Beşiktaş'ın en kötü oyuncusunda da medya müttefik; kaleci Rüştü. Bir takımı kalecisi kurtarmış, bir takımı kalecisi çözmüş. O zaman hangi takım iyi oynamış olur? Bunu dahi bir araya getirip, bir analiz yapamıyorlar. Hele o günden bu yana Mustafa Denizli'ye yapılan eleştirileri okuyorum; inanamıyorum. Ya Türkiye'de futbol analizi yapabilecek bir kafa yok, ki bu çok ağır bir itham olur ya da bunların hepsi gerçekten eyyamcı ve tabelacı. Maç öncesi Digiturk, derbi ile ilgili benimle kısa bir söyleşi yaptı. Geçen hafta sana söylediğimi anlattım: "100 kere oynasalar bu kadrolarla 99'unu Galatasaray kazanır ama futbolun güzelliği şu ki 100. ihtimal daima vardır."
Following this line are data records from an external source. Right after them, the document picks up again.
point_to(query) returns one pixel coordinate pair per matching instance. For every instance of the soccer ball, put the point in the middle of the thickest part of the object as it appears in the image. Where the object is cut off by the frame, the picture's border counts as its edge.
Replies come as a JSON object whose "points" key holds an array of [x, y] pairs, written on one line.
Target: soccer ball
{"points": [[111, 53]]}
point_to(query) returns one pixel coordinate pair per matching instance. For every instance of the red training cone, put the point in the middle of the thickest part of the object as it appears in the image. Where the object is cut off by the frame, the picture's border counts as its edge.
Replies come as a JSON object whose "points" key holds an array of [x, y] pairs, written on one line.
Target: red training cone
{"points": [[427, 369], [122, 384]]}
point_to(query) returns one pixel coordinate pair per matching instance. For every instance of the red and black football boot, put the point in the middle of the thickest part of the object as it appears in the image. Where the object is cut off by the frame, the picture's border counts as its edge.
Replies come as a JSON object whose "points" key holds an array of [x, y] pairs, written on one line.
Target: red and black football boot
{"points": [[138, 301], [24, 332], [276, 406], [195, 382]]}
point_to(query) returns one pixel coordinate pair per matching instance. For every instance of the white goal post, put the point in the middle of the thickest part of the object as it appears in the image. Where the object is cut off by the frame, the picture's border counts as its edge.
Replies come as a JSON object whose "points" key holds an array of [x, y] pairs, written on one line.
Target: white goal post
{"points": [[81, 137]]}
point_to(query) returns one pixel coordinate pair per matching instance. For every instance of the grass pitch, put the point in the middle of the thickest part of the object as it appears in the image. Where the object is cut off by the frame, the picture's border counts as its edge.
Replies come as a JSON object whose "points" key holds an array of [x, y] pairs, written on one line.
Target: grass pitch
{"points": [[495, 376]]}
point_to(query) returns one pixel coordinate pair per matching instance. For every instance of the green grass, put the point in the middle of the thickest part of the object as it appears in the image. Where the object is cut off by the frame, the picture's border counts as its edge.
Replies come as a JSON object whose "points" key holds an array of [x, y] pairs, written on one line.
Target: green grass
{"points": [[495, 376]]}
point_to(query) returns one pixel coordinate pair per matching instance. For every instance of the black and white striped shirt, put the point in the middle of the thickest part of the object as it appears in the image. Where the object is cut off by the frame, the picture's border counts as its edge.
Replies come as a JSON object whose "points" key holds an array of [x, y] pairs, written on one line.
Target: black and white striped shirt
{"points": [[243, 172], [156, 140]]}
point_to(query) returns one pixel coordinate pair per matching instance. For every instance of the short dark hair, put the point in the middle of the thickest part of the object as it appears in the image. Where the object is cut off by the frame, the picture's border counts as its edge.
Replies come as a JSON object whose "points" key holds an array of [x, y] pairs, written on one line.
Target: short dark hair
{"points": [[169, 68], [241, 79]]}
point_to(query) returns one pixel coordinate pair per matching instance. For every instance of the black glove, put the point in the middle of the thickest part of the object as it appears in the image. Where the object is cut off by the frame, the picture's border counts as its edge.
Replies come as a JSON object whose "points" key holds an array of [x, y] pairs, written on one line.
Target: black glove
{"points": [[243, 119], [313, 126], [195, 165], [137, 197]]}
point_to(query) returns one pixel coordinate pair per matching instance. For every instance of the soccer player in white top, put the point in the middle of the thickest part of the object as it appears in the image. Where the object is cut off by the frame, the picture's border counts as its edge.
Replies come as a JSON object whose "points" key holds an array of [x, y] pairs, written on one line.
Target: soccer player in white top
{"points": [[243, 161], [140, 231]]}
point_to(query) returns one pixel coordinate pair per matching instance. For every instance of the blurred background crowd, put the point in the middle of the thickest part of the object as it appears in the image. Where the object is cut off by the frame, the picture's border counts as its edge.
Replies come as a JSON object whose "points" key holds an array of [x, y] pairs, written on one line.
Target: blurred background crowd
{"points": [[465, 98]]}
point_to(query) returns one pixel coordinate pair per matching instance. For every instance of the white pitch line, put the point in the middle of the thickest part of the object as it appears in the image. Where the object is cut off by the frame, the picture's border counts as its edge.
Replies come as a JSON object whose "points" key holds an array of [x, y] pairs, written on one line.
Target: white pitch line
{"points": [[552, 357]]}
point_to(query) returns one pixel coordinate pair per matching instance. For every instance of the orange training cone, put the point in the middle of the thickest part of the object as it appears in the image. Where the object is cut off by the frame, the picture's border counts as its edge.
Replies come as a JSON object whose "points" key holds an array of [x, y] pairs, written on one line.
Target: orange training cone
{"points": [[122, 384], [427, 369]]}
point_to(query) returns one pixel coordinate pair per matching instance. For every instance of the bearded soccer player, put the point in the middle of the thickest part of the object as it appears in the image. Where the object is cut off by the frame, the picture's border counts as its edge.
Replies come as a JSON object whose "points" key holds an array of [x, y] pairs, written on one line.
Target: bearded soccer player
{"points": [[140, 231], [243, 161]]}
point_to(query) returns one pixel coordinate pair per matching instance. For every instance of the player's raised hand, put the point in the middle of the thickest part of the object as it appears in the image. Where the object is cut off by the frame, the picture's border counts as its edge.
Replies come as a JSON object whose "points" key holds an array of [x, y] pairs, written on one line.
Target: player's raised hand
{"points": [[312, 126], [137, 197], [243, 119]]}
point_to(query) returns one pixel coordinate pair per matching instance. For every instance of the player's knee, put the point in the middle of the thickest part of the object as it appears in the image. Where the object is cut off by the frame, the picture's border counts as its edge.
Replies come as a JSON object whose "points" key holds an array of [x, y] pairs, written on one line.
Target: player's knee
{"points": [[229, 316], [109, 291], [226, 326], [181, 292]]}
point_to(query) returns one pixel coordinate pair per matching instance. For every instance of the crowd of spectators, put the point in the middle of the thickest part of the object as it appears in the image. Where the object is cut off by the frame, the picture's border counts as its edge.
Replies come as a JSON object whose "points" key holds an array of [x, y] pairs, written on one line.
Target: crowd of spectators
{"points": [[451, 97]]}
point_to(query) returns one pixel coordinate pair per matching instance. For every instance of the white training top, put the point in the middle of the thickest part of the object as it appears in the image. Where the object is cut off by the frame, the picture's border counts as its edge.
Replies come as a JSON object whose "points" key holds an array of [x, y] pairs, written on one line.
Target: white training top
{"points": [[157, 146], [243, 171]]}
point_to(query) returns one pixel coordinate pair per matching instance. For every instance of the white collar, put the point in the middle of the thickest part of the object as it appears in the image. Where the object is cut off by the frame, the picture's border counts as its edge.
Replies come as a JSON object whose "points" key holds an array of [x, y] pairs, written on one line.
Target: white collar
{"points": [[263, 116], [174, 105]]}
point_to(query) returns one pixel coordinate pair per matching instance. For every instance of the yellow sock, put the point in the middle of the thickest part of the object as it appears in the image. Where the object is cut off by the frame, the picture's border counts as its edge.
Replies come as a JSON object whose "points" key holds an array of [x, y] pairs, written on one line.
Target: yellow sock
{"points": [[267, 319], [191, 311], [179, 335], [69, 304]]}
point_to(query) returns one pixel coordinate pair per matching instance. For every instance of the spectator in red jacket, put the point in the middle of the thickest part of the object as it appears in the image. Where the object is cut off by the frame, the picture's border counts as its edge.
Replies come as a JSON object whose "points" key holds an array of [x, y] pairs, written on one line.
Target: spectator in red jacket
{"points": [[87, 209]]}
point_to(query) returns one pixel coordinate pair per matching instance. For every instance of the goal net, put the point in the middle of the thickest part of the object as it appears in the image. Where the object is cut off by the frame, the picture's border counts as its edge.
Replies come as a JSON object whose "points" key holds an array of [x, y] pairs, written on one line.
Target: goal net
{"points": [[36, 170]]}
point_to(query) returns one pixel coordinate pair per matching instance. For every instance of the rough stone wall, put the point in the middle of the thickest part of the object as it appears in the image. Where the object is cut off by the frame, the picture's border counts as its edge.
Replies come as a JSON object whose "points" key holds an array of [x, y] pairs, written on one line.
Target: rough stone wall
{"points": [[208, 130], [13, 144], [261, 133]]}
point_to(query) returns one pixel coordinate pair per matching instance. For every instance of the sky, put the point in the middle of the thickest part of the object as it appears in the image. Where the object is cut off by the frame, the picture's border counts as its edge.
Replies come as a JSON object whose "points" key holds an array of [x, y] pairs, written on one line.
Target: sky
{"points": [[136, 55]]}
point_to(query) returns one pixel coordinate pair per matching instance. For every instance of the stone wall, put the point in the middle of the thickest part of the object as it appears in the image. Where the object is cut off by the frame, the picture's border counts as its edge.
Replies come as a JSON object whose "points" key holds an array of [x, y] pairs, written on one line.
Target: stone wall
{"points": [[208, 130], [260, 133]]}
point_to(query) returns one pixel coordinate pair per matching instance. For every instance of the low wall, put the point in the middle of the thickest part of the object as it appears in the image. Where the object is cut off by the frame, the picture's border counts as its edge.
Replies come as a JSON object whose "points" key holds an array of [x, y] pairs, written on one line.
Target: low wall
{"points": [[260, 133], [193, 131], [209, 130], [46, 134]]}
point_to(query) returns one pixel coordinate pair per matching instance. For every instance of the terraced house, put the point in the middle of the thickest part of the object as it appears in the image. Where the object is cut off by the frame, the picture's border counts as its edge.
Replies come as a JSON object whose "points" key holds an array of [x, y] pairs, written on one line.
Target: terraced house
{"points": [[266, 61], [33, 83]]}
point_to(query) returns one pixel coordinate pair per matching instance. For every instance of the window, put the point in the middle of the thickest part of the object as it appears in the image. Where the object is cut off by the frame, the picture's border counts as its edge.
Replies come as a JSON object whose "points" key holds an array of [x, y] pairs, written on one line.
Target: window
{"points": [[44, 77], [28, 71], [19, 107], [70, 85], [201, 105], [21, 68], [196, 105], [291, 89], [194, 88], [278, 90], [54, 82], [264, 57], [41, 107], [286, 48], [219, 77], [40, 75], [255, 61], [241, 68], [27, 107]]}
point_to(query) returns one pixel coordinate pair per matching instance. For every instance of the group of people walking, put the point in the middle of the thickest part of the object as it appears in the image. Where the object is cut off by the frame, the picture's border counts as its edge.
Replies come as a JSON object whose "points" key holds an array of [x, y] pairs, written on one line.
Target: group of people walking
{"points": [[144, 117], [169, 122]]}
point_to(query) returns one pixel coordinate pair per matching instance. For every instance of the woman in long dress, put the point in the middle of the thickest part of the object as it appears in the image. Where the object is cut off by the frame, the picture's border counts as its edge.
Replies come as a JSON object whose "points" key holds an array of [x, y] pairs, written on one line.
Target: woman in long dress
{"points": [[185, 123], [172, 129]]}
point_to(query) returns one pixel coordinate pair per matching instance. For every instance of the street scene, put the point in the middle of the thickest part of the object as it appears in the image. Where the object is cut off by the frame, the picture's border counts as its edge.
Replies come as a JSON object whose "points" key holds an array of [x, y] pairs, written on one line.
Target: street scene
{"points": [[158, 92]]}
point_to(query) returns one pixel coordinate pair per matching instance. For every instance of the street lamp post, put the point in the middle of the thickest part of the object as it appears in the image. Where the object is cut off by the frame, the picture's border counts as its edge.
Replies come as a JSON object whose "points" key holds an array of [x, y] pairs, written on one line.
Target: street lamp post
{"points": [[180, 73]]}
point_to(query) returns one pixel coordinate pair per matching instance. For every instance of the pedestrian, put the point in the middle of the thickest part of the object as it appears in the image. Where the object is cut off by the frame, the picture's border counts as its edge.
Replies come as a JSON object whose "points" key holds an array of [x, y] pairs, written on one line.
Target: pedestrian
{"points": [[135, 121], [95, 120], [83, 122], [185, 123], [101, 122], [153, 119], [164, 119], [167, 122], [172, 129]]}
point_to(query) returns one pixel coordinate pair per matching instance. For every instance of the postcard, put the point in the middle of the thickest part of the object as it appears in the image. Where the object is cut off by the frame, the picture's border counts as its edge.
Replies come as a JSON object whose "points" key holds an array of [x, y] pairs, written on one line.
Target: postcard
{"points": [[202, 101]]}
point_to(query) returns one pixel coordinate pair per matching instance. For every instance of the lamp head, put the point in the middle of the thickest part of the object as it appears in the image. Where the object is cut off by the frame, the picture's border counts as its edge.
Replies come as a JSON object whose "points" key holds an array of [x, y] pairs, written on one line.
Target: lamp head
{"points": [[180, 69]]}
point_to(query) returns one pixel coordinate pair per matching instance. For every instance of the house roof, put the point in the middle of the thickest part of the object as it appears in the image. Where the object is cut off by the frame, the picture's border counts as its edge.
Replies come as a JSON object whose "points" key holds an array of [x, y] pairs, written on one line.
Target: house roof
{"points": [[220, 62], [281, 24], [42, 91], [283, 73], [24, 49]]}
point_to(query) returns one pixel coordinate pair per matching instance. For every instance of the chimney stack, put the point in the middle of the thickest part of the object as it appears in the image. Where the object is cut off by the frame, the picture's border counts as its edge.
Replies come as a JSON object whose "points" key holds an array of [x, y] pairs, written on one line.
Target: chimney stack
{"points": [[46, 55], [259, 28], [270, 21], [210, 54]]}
Kadro farkının altını da şöyle çizdim: "Bugün Galatasaray'ın başkanı olsanız ve size deseler ki aynı Ankaraspor ve Ankaragücü'nde olduğu gibi, Beşiktaş emrinde olsa; hangi futbolcuyu bedavaya alırsın?" Ben bir tane sayamıyorum. "Tersi" dedim; "Beşiktaş Başkanısınız, Galatasaray'dan kaç kişi alırsınız?" En az 15 kişi sayılır.

Galatasaray'ın bırak kulübesini, tribünde oturanlar Beşiktaş'ta direk oynar. Böyle bir kadro farkı varken bu maçı bu kadar bariz Beşiktaş üstünlüğüne sokan şey ne; Mustafa Denizli'nin, tarihsel, gayet iyi bilinen çözümcülüğü, maçı maçtan önce oynayıp kafasında çözmesi. Mustafa Denizli harika bir taktik bilgisine sahip. Alkışlanması gereken. Aksine sahaya sürdüğü kadro büyük eleştiri aldı. Ben inanamıyorum. Tabii ki sürpriz yapman lazım. 100 kere oynadığın zaman 99'unu kaybedeceğin bir maçı kazanmak için rakibini şaşırtman lazım. Normal koşullarda her zaman karşındaki rakip kazanır ve nitekim şaşırtma taktiğinin başarıya ulaştığını bizzat Rijkaard söylüyor: "Çok şaşırdım" dedi. Daha maçın başlama düdüğü çalmadan Rijkaard gibi bir adamı şaşırtıyorsan; 'birinci adımı doğru atmışsın' demektir.

Peki Beşiktaş'ın istatistik olarak en çok pozisyona girdiği maç hangisi; Galatasaray maçı. Türkiye liginin en güçlü kadrosuna karşı, en fazla pozisyonu buldu Beşiktaş. O zaman bu kimin eseri. O zaman bu Mustafa Denizli'yi alkışlamak mı, yermek mi lazım!..

Bir gazeteci olarak hakikaten utanıyorum. Bu eleştirileri okurken utanıyorum. Söylediklerimin içinde insanları şaşkınlığa uğratacak, 'Vay Hıncal neler keşfetmiş' denilecek hiçbir şey yok. Hepsi istatistiklere dayalı, konuşulan, yapılan analizler.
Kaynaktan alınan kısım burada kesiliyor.